The aerial surveys will likely continue during next year’s field campaigns, according to Neff. Once the team has identified a couple of good candidate sites, they’ll deploy a special thermal probe, which will slowly melt its way down through a mile and a half of ice. It will scan the ice on its way down, collecting information about particles trapped inside the water, which can be used to make rough estimates about the ice’s age.
“That will give us direction as to whether we really are at a location with 1.5 million years of info that is worth recovering in an ice core,” Neff said.
COLDEX is funded until 2026. Based on what their searches yield, the team hopes its funding will be renewed for another five-year period — enough time to start the drilling process and ultimately recover a 1.5-million-year-old continuous core.
COLDEX isn’t the only initiative hunting for the world’s oldest ice. There are several others around the world with similar goals, including a European project called Beyond EPICA and an Australian project called the Million Year Ice Core. According to Brook, there are also efforts supported by institutes in China, Japan and South Korea that are also looking for ancient ice, if not necessarily the oldest ever recovered.

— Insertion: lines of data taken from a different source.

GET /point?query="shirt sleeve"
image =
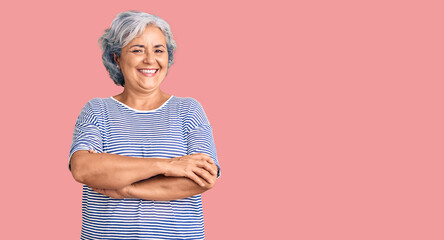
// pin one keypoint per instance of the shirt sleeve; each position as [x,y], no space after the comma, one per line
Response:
[199,136]
[86,133]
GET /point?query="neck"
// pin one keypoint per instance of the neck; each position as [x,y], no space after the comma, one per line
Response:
[145,101]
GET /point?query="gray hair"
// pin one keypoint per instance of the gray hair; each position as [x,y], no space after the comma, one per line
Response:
[124,28]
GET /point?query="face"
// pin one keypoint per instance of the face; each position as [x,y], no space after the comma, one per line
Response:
[144,61]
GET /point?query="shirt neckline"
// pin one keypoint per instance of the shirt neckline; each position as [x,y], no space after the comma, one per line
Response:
[142,111]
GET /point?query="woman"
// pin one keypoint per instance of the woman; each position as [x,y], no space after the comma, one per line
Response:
[144,156]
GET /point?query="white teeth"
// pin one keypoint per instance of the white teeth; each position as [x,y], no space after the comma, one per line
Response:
[147,71]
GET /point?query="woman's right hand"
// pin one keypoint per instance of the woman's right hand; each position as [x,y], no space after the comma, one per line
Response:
[198,167]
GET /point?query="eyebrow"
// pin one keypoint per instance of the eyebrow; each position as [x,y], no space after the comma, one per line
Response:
[142,46]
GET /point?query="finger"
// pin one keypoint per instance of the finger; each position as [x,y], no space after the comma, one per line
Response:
[209,167]
[196,179]
[205,175]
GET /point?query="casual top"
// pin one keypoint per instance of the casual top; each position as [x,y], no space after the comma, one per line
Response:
[179,127]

“So, on the science side of the hunt for old ice, there may indeed be a bit of competition to be first to produce a 1.5-million-year ice core record,” Neff said.
All the teams plan to collaborate and combine their findings, he said, ensuring that scientists around the world can study the relationship between carbon dioxide concentrations and the earth’s temperatures.
That relationship, Neff said, is the “climate heartbeat” — and its history can only be found in Antarctic ice.